Welcome to CGRA PnR’s documentation!

Thunder

Thunder is part of CGRA PnR that takes mapped netlist and place each computation node to each CGRA tiles. It is designed to be domain-specific and can connect to Amazon Web Service (AWS) Lambda for more parallelism.

Install

For now Thunder doesn’t have standalone binary to use. You have to install its Python binding to do the placement. To install, simply do

pip install thunder/

You will need a modern C++ compiler and cmake.

Usage

place.py in the root folder shows some examples of how to use pythunder, Thunder’s python binding.
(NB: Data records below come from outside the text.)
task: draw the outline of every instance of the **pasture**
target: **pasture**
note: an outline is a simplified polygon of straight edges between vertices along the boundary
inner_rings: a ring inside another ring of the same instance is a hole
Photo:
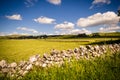
[[[0,60],[8,62],[28,60],[35,54],[43,55],[52,49],[74,49],[80,45],[94,42],[117,40],[118,38],[81,38],[81,39],[4,39],[0,40]]]

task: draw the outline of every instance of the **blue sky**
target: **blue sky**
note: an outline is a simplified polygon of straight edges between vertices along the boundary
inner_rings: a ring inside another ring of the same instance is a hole
[[[0,0],[0,35],[120,31],[120,0]]]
The overall placement flow is as follows:

  1. global placement for each computation kernels
  2. detailed placement within each kernels
  3. global refinement

Depends on what kind of architecture file, you need to use different arguments to specify. -c means cgra_info.txt, which is used from CGRAGenerator; -l means layout file, which can be obtained from garnet.
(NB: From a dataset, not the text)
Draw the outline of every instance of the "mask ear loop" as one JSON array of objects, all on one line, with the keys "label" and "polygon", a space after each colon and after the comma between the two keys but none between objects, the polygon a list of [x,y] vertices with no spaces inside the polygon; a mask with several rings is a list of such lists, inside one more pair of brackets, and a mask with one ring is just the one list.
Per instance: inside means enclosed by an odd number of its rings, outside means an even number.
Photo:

python place.py -i netlist.packed -c cgra_info.txt -o netlist.placed --no-vis

Here we use --no-vis to turn off visualization.

Global Placement

First you need to partition the netlist into computation kernels. The default algorithm is provided by leidenalg:

clusters = partition_netlist(netlists)

You can see more details in community.py to see how to use leidenalg to partition the netlist into multiple computation kernels.
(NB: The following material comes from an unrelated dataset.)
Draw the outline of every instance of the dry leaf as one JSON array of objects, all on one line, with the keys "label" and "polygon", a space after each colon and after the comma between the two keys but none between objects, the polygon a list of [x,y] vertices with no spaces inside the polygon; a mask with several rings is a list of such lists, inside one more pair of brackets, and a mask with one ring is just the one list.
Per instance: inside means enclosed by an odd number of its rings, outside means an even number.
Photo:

Once we have the partitions, we can then proceed to call the global placer:

gp = pythunder.GlobalPlacer(clusters, netlists, fixed_blk_pos, layout)
gp.solve()
gp.anneal()

The constructor takes cluster in form of Dict[str, Set[str]]. The key is cluster ID and the value is a set of block IDs. netlists is in form of Dict[std, List[Tuple[str, str]]], where the key is net ID and the value is a list of block IDS and ports. fixed_blk_pos is for fixed blocks, such as IOs, and layout is the layout class.

Detailed Placement

By default the detailed placement is carried within the C++ with multi-processing. It is because Python’s GIL is very tricky to deal with when you have multi-processing with C++ runtime. Notice that in detailed placement, since we need to approximate the kernel location, we need to provide extra centroid information for each clusters.

pythunder.detailed_placement(clusters, cells, netlists, fixed_blocks,
                             clb_type,
                             fold_reg,
                             seed)

Global Refinement

This stage is essentially a detailed placement where the scope is the entire board and no hill-climbing.